1 files changed, 135 insertions, 19 deletions
diff --git a/chain/src/plan.org b/chain/src/plan.org
index 8c63492..61738a9 100644
--- a/chain/src/plan.org
+++ b/chain/src/plan.org
@@ -2,29 +2,73 @@
 #+AUTHOR: Durand
 #+DATE: <2022-11-18 Ven 19:57>
 
-* Things to do [2/7]
+* Things to do [5/10]
 
 - [X] Implement builders for graphs
 - [X] Find sets of the first terminals for each non-terminal, in the
   grammar module.
-- [-] NFA [4/5]
+- [-] Establish a testing framework of various grammars. [5/6]
+  + [X] One simple grammar
+  + [X] Notes
+  + [X] Parentheses
+  + [X] Pathelogical left-recursive
+  + [X] Pathelogical right-recursive
+  + [ ] Pathelogically ambiguous
+    # More should be added
+- [X] NFA [4/4]
   + [X] Add regular expression into NFA.
   + [X] Convert a set of regular expressions into a nondeterministic
     finite automaton, where non-terminals denote the indices of
     regular expressions in the set to substitute.
-  + [X] Convert a grammar into its grammar of left-linear closures of
-    non-temrinals and their derivatives.

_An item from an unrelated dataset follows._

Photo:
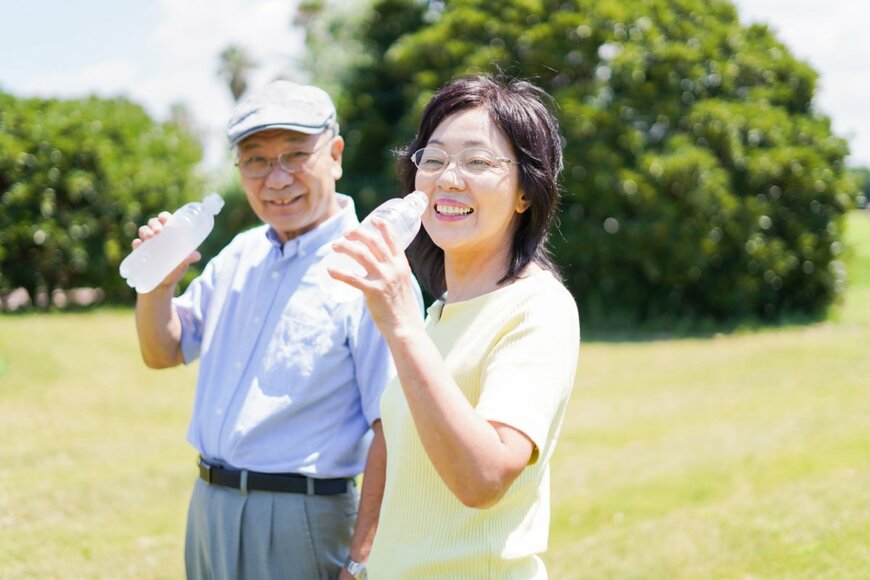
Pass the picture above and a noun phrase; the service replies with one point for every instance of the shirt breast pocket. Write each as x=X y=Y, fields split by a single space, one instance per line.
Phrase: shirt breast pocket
x=302 y=340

-  + [X] Convert nondeterministic finite automata to their null
-    closures.
-  + [ ] Test more grammars to ensure it works correctly.
-- [ ] Define the Atom trait.
-- [ ] Implement virtual nodes for each derivative of each atom: The
-  lack of this step might be the root cause of the failure of the
-  previous version of this package.
-- [ ] Implement languages. [0/2]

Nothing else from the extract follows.